Graceful degradation by default. When the upstream is slow, your system should keep working with reduced capability rather than failing completely. Read-only fallbacks. Last-known-good data. Explicit "data is delayed" badges on the UI instead of silent staleness.

Idempotency on every write. When throttling hits and retries fire, idempotency keeps you from double-spending, double-counting, or double-listing.

Pre-rendered, not live-calculated. Anything you can compute ahead of the peak and store, you compute ahead.

The brutal lesson from streaming: you cannot buy your way out of a coordination problem with more servers. Netflix has effectively infinite money and the best infrastructure team in the industry. They still buffered the Tyson fight. Because the problem wasn't capacity. The problem was coordination at a millisecond grain, and they hadn't built for it.

The principle for Amazon operators

If you're running an Amazon business and you don't have a Prime Day fallback plan, you're not running it. You're hoping.
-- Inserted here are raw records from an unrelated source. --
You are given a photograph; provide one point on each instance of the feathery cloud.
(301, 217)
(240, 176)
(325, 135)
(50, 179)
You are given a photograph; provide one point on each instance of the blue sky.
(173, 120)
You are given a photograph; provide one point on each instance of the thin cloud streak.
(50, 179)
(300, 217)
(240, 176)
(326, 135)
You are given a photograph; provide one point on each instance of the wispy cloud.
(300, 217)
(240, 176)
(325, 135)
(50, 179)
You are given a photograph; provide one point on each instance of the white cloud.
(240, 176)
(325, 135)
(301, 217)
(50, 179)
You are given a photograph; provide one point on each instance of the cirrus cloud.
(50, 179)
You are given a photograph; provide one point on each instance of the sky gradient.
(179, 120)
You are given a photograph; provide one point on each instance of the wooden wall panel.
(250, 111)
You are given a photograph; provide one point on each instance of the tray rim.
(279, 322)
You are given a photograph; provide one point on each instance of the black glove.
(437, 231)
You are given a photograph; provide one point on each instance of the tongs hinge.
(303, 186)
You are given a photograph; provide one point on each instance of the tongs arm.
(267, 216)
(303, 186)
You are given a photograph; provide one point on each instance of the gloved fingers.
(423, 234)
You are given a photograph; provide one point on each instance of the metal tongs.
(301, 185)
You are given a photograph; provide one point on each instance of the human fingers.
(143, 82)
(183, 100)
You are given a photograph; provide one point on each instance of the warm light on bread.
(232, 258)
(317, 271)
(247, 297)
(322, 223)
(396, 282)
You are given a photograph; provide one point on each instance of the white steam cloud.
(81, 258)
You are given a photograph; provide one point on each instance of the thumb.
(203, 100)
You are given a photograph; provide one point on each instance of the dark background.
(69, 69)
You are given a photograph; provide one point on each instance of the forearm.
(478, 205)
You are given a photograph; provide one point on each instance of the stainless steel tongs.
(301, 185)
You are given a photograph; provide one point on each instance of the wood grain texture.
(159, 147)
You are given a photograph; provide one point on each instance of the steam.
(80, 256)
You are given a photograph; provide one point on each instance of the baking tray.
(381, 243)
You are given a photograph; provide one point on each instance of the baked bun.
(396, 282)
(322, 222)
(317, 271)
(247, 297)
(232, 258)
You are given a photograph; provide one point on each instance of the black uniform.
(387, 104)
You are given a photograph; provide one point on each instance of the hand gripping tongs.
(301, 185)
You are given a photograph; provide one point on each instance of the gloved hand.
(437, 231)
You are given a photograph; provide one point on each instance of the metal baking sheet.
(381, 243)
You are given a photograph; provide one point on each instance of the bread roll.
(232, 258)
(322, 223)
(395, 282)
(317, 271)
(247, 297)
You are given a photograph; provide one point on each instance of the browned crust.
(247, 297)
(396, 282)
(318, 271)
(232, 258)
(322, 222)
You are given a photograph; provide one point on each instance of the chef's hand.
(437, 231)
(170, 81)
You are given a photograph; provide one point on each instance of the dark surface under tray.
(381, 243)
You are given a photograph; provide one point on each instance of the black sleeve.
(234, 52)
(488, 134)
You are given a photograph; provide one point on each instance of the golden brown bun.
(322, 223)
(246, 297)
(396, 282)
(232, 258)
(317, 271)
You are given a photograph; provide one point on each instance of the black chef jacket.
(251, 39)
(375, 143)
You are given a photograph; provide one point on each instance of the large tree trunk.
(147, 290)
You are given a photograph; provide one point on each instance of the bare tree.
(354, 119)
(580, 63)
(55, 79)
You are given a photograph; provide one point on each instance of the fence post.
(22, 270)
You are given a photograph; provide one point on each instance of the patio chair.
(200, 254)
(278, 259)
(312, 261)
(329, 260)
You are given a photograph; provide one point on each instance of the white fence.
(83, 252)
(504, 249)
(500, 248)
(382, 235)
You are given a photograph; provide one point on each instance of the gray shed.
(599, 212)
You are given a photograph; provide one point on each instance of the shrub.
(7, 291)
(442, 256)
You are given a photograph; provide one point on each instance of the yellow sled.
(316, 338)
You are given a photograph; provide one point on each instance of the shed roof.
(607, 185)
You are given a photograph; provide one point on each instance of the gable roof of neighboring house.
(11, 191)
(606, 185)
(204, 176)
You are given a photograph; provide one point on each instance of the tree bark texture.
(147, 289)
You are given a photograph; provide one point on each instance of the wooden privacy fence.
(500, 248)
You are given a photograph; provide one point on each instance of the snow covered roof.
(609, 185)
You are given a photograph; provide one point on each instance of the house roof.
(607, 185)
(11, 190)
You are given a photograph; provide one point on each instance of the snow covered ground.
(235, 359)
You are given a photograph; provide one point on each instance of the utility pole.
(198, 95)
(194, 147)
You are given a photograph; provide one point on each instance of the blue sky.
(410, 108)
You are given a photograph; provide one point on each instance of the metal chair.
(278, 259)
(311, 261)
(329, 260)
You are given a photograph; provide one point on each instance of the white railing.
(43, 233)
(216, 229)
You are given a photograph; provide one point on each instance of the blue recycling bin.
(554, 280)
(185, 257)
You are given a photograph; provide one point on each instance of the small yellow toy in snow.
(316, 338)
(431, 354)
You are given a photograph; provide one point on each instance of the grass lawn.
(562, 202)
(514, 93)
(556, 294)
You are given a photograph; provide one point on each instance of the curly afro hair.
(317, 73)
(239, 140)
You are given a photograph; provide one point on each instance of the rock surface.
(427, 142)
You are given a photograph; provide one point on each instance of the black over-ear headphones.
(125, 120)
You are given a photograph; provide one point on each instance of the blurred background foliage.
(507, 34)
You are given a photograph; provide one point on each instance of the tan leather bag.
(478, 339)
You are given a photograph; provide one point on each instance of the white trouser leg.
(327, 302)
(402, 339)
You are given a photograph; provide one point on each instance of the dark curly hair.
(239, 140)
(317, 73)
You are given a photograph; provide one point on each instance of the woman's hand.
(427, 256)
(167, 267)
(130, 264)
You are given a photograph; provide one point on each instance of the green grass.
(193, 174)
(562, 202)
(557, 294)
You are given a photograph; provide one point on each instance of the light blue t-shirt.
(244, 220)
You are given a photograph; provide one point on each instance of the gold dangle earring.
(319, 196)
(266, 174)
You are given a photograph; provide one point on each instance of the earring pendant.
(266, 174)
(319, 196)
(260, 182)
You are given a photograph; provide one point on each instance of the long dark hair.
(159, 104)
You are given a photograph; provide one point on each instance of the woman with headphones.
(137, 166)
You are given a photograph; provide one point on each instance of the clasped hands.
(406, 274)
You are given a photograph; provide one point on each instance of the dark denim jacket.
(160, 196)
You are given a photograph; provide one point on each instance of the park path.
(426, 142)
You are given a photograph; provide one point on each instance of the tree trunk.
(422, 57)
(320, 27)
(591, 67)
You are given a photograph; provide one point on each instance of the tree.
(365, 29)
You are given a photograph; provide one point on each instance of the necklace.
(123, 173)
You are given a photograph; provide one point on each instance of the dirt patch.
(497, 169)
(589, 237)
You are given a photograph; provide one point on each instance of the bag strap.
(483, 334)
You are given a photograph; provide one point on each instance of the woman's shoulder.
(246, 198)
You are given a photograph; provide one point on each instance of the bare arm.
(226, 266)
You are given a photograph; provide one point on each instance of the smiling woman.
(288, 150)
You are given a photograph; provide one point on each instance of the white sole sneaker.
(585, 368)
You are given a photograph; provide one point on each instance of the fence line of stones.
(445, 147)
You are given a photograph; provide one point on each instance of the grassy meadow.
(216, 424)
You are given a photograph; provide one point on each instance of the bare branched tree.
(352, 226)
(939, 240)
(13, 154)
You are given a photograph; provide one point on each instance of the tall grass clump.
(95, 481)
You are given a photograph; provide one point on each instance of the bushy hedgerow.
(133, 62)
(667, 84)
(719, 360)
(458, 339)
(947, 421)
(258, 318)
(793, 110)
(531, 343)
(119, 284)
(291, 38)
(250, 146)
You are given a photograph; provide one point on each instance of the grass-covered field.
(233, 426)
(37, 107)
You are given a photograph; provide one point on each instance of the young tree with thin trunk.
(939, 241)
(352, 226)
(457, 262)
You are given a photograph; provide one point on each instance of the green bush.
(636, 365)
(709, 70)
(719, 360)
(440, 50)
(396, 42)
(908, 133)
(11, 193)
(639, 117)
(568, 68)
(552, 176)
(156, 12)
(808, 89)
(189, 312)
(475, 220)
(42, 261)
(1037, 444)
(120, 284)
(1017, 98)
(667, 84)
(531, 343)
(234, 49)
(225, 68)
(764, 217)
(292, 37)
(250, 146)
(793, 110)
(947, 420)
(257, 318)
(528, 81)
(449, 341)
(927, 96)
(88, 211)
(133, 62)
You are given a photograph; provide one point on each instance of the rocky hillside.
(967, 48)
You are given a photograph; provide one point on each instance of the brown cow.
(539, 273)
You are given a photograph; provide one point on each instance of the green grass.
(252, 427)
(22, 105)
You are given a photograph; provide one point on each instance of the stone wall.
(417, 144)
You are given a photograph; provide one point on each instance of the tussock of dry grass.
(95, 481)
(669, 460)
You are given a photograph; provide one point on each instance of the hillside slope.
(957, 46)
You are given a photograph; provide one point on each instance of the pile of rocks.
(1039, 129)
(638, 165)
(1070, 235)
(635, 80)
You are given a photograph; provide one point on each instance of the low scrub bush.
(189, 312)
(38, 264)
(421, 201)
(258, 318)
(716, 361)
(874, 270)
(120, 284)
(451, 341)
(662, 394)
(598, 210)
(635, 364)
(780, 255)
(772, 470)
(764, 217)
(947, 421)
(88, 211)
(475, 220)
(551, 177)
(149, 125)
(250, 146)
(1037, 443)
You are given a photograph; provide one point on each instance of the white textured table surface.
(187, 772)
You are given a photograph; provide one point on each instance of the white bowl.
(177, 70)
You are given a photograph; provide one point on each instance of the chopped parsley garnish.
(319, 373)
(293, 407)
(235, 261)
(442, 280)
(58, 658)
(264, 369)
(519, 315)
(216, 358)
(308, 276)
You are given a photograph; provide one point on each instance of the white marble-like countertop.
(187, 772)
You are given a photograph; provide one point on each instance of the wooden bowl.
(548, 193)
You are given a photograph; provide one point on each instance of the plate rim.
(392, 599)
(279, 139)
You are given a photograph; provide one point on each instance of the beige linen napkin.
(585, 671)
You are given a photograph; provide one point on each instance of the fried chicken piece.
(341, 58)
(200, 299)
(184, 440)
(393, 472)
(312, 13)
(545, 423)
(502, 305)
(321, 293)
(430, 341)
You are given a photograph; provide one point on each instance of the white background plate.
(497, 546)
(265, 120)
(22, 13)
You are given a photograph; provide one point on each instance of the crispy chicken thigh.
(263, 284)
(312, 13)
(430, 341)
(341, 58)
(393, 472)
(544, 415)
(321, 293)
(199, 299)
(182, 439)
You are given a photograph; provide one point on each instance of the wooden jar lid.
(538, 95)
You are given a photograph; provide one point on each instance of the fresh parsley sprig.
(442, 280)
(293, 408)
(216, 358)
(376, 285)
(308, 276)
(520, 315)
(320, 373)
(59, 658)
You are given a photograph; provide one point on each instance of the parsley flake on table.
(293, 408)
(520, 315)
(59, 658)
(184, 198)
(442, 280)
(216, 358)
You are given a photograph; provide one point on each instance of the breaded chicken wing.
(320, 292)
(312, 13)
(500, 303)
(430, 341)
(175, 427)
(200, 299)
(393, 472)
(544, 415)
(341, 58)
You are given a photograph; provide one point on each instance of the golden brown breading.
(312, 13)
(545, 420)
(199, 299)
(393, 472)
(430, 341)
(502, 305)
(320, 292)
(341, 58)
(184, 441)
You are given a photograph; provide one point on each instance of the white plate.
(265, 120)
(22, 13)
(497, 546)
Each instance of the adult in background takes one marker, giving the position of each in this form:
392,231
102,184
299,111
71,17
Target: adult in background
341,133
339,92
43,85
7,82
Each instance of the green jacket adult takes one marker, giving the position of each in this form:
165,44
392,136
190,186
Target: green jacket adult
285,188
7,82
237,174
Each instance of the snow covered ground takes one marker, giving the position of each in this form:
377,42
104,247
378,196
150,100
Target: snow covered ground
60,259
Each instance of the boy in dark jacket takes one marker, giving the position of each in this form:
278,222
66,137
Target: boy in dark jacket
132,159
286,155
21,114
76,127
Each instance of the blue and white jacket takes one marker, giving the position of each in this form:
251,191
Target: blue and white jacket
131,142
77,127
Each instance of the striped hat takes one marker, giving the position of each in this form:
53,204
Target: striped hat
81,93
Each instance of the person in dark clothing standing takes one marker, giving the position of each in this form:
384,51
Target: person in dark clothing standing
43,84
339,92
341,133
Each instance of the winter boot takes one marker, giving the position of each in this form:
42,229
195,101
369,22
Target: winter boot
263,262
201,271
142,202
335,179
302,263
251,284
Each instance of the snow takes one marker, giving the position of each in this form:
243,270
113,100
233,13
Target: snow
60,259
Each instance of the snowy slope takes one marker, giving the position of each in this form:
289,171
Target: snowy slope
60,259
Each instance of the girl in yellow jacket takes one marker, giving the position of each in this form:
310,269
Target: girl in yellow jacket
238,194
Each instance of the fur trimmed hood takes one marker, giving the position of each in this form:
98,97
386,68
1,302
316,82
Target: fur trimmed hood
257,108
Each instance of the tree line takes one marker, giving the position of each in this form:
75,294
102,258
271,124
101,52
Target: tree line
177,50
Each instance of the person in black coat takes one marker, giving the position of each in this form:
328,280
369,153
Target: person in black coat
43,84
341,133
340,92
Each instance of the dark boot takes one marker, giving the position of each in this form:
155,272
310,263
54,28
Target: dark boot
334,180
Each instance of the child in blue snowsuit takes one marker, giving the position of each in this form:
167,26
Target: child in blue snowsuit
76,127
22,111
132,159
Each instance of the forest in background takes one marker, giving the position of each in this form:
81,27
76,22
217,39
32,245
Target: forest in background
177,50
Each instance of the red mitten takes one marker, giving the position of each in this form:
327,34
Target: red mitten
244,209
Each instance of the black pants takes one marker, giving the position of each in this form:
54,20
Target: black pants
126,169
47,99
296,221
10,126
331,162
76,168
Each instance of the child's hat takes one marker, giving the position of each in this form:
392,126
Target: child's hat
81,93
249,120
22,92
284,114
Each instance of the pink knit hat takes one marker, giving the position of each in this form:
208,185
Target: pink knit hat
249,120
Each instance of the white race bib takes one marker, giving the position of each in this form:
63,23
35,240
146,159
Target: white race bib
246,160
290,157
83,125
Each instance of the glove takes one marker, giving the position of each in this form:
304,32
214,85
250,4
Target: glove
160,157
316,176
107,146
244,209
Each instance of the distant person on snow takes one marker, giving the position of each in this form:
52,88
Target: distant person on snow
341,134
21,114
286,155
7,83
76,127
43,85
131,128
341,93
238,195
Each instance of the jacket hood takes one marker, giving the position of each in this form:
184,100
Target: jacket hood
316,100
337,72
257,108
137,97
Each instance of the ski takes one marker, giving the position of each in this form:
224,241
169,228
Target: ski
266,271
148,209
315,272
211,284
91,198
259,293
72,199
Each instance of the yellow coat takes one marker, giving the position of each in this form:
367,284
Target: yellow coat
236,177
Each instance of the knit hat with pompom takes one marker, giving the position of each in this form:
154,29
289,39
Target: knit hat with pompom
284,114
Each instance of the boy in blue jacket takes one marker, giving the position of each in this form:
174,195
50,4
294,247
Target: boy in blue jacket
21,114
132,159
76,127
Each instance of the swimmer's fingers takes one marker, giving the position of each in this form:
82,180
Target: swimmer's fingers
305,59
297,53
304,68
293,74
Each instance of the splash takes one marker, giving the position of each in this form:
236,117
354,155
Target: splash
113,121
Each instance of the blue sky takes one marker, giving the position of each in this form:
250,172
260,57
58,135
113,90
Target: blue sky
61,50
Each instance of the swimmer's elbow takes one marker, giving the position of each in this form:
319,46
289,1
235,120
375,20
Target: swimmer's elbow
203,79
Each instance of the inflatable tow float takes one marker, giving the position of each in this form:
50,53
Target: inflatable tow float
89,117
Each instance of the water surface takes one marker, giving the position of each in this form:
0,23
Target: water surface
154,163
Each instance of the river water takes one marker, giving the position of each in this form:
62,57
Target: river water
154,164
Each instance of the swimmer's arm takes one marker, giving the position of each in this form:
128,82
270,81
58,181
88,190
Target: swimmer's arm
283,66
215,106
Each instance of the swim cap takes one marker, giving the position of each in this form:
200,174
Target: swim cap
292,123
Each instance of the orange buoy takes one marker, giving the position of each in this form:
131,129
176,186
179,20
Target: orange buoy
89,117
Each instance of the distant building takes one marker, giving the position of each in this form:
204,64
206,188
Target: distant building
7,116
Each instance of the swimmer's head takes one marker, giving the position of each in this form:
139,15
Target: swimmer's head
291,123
The plan doesn't have to be perfect. It has to exist. Five concrete items:

  1. Know which API endpoints your business depends on. List them. Note their normal-day latency. You can't plan around what you haven't named.
  2. Pre-export the reports you'll need before peak. Don't try to pull a 30-day Sponsored Ads report during the event window. Pull it the day before.
  3. Decide what your tools do when data is stale. Read-only mode? Reduced cadence? Explicit warnings? Default behavior should not be "show numbers from 6 hours ago without saying so."
  4. Cache aggressively on your side. Anything the SP-API serves you, cache it for the duration. Refresh on a schedule, not on demand.
  5. Run a Prime Day fire drill in May. Simulate degraded SP-API responses against your production stack. Find the failure modes before Amazon finds them for you.

The operators who survive Prime Day every year have one thing in common. They've already lived through one breaking. They know which assumption fell over last time, and they built around it. The ones who haven't lived through one are about to learn.